U.S. Ambassador To Russia Cites Ukraine As Key To Improving Ties

SALT LAKE CITY, USA -- The new U.S. ambassador to Russia says restoring Ukrainian sovereignty over all its territory will be a key issue in his dealings with Moscow as he begins his tenure amid a period of high tensions between the two world powers.


Russian President Vladimir Putin (right) and the new U.S. ambassador to Russia, Jon Huntsman, after receiving his diplomatic credentials during a ceremony at the Kremlin in Moscow on October 3.

Speaking in Salt Lake City, former Utah Governor Jon Huntsman on October 7 said he wants to improve relations with Russia, but he insisted the first step would be for Moscow to return Ukrainian control to territory within its internationally recognized borders.

"This is an issue not only with the United States, but with Europe, Canada, and virtually every other developed country," said Huntsman, who was visiting his home state for a ceremonial swearing-in event.

Moscow seized the Crimean Peninsula from Kiev's control and has supported separatists in eastern Ukraine in war that has killed more than 11,000 people since 2014.

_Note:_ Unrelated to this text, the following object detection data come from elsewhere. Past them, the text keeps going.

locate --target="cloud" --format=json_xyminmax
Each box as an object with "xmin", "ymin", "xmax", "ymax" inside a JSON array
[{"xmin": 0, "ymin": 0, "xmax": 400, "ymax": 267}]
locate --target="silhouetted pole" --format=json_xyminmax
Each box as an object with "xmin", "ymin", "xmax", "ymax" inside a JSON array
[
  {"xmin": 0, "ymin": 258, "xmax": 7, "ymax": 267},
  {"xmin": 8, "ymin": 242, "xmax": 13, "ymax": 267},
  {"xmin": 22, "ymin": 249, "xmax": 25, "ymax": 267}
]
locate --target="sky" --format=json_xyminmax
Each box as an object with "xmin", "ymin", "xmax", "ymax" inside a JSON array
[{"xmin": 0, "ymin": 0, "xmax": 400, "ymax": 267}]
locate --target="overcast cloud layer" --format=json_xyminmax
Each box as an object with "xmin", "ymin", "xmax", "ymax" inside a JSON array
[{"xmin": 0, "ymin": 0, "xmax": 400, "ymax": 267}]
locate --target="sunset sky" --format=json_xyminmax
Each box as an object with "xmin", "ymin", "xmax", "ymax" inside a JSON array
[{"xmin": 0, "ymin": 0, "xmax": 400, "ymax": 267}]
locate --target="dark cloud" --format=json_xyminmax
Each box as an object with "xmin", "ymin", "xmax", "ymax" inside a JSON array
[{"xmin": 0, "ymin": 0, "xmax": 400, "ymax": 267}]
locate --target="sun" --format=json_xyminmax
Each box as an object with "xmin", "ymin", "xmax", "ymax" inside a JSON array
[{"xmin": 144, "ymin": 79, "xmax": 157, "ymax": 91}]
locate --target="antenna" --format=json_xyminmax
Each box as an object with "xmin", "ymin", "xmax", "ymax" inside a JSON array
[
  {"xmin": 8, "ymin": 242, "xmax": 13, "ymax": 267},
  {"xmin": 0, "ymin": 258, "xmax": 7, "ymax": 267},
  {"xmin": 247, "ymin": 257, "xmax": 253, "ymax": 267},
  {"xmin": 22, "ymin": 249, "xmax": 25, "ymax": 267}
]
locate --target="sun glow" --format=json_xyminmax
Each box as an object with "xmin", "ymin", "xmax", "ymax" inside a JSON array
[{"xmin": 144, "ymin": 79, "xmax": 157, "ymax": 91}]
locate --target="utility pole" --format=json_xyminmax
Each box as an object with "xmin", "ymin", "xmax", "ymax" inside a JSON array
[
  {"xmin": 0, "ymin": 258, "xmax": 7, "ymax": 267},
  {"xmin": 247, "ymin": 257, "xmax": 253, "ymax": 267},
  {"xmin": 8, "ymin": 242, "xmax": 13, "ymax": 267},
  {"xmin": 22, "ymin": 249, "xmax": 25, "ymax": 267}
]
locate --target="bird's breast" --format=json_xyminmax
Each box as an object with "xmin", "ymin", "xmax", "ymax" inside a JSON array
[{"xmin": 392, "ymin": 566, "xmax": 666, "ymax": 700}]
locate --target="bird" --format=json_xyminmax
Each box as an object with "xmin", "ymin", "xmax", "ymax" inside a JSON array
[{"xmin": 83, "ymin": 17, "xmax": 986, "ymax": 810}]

The United States, other Western countries, and the European Union have imposed sanctions on Russia for its actions in Ukraine, just one of many global issues separating the two countries.

Huntsman, who presented his credentials to Russian President Vladimir Putin at the Kremlin on October 3, told the Salt Lake City crowd that he wants to work with Moscow to solve the crisis over North Korea’s banned nuclear and ballistic-missile programs.

He called Pyongyang a threat to Russia and the rest of the world, not just to the United States.

"Acting together, we think the United States and Russia could force the North Korean regime to the negotiating table to find a diplomatic solution," he said.

Huntsman's comments came a week after President Donald Trump said in an October 1 Twitter statement that negotiating with North Korea over its nuclear and missile programs was a “waste of time.”

Huntsman also spoke of possible cooperation with Russia in the effort to defeat the Islamic State (IS) militant group and in efforts to end the six-year civil war in Syria, where Washington and Moscow back opposing sides.

The severe tension in bilateral ties also stems from a January report by the U.S. intelligence community that determined Putin ordered an "influence campaign" targeting the 2016 presidential election in the United States.

At a confirmation hearing before a Senate panel on September 19, Huntsman said there is "no question -- underline, no question -- that the Russian government interfered in the U.S. election last year. And Moscow continues to meddle in the democratic processes of our friends and allies."

Huntsman served as U.S. ambassador to Singapore under President George H.W. Bush and as ambassador to China under President Barack Obama.

He briefly ran for the Republican presidential nomination in 2012.